Sonamos Pese A Todo, the debut album of Les Luthiers, released in September, 1971. It was recorded in late 1970 at ION Studios in Buenos Aires, and it featured Les Luthiers as a quintet, with some guest musicians and an orchestra for some numbers. The album was done before they collectively credited their works to everybody in the group, so individual authorship is included. Ernesto Acher wasn't a member of Les Luthiers when they recorded the project, but he was instrumental in getting the album released.

Track listing

Side one
 "Presentación" (text: Marcos Mundstock)
 "El alegre cazador que vuelve a su casa con un fuerte dolor acá" (music: Gerardo Masana)
 "Conozca el interior" (lyrics: Marcos Mundstock; music: Gerardo Masana)
 "El polen ya se esparce por el aire" (lyrics: Marcos Mundstock; music: Gerardo Masana)
 "Cantata de la planificación familiar" (lyrics & music: Carlos Núñez Cortés)
 "Concerto grosso alla rústica" (music: Carlos Núñez Cortés)

Side two
 "Quinteto de vientos" (music: Gerardo Masana)
 "Oi Gadóñaya" (music: traditional; lyrics: Marcos Mundstock; choral arrangement: Carlos Núñez Cortés)
 "Epopeya de Edipo de Tebas" (lyrics: Marcos Mundstock; music: Carlos Núñez Cortés)
 "Candonga de los colectiveros" (lyrics: Marcos Mundstock; music: Jorge Maronna)
 "Teorema de Thales" (lyrics & music: Carlos Núñez Cortés)
 "Gloria Hosanna, that's the question" (lyrics & music: Carlos Núñez Cortés)
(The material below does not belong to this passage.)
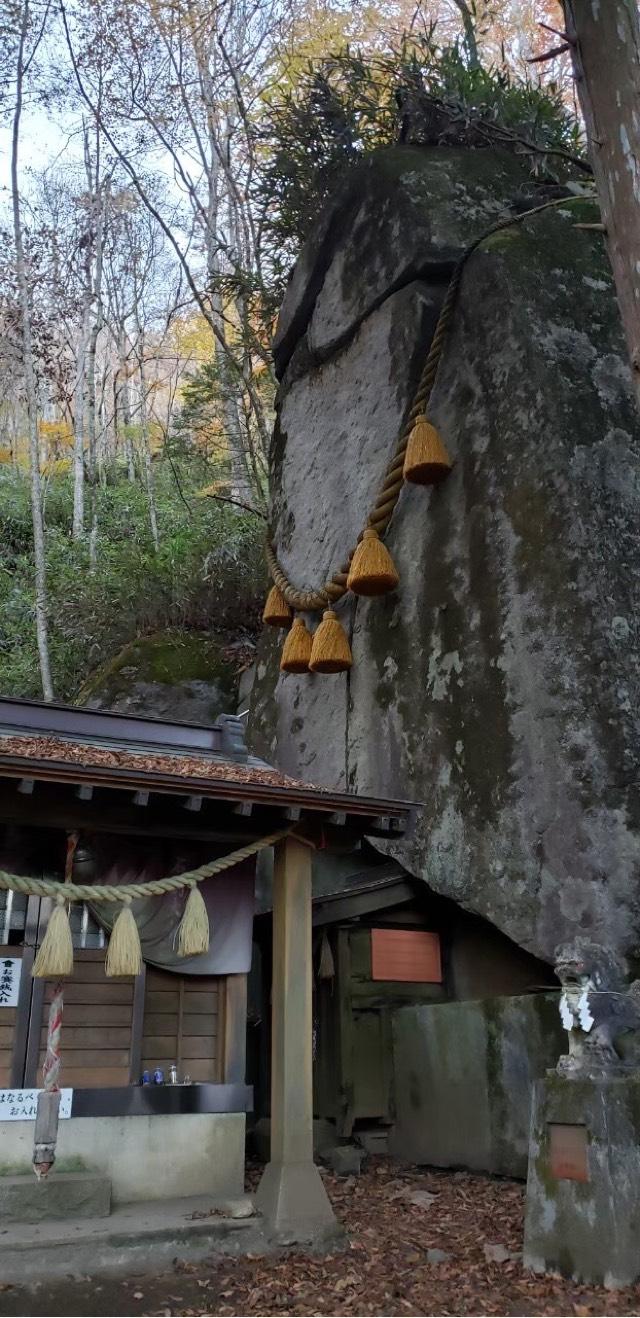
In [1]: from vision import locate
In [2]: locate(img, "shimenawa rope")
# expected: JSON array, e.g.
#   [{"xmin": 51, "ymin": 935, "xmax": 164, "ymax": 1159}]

With exception of 'Concerto Grosso...' and 'Presentación', all the numbers had been performed by Les Luthiers long before the recordings took place. Carlos Núñez Cortés acted as musical conductor and Marcos Mundstock wrote all the introductory texts. Carlos López Puccio (who would be later a member of the group) was a guest musician on this record.